Si le hasard n’existe pas vraiment, si l’existence s’avère un tissu de rimes, de relations, de reflets, d’échos, le scénario de nos CV ne possède pas d’auteur, de principe organisateur, contrairement aux conneries du karma, de la rétribution des religions, a contrario de ce qu’affirme implicitement El aviso, film à la fois mystique et laïc, portrait croisé d’une divinité numérotée, in extremis cruelle et clémente. Délaissons les sociologues épris de géographie nous instruire à propos du poids du passif, a fortiori franquiste, et de la culture catholique hispanique, à base d’héritage d’outrages, de culpabilité, de boucle bouclée. Citons plutôt les noms de Paul Pen, bien nommé signataire du matériau original ; de Jorge Guerricaechevarría, partenaire régulier d’Álex de la Iglesia, depuis Action mutante en 1993 jusqu’à Pris au piège en 2017, notamment sur Mes chers voisins (2000) ou Crimes à Oxford (2008), en outre collaborateur de Pedro Almodóvar à l’occasion de En chair et en os (1997) et de Daniel Monzón placé en Cellule 211 (2009), auquel on doit un premier assemblage de scènes ; de Chris Sparling, la plume de Buried (Rodrigo Cortés, 2010) et du Projet Atticus (réalisé par ses soins en 2015), auquel on doit un second script lui-même adapté par Patxi Amezcua, mille-feuille de feuillets pour un résultat proche du plat, puisque le quinquagénaire Daniel Calparsoro, reconverti à la TV à l’orée du millénaire, filme l’ensemble avec un classicisme anémié, anonyme, guère propice au lyrisme et à l’urgence de la situation-convergence. Le cinéphile estival appréciera cependant les prestations de l’impeccable Raúl Arévalo, vu récemment dans La isla mínima (Alberto Rodríguez, 2014) et d’Aura Garrido, véritable révélation vivante, déterminée, sensuelle et tendre, du métrage si sage, itou moitié d’un émouvant tandem de ciné formé avec le jeunot Hugo Arbues, pareillement issu du petit écran.
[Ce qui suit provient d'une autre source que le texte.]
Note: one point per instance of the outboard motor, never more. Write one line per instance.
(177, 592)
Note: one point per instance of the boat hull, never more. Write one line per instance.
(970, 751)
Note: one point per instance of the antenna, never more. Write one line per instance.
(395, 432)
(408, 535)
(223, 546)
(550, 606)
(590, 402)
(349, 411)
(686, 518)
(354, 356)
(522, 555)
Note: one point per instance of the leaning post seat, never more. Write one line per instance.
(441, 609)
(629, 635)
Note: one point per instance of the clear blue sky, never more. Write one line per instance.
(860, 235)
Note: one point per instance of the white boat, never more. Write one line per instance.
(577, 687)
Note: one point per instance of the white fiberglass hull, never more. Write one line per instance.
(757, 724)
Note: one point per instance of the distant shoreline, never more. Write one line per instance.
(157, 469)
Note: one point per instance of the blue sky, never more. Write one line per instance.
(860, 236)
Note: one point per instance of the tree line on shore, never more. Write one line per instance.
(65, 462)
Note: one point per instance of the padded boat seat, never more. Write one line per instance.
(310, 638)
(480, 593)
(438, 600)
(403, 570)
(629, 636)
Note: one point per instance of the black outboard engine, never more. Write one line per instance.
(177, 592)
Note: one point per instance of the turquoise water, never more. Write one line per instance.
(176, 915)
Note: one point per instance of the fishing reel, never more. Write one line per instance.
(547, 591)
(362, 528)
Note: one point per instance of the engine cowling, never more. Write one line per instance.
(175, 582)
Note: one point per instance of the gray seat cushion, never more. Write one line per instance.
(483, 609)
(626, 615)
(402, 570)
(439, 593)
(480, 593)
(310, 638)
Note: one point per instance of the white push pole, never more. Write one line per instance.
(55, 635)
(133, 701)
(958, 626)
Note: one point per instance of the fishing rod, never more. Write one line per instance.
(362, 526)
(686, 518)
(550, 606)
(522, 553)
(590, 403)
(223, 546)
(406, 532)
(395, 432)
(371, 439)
En dépit de son traitement tout sauf passionnant, El aviso mérite par conséquent d’être envisagé, visionné, évoqué par le texte que vous venez de lire, présent déjà derrière et toutefois moment doté de sa relative éternité, l’écriture, à l’instar (et à la différence) du cinéma, du maniement des nombres, à pratiquer en été, en hiver, à travers les ères (l’air du temps), tel un art solitaire, funéraire, volontaire et solaire.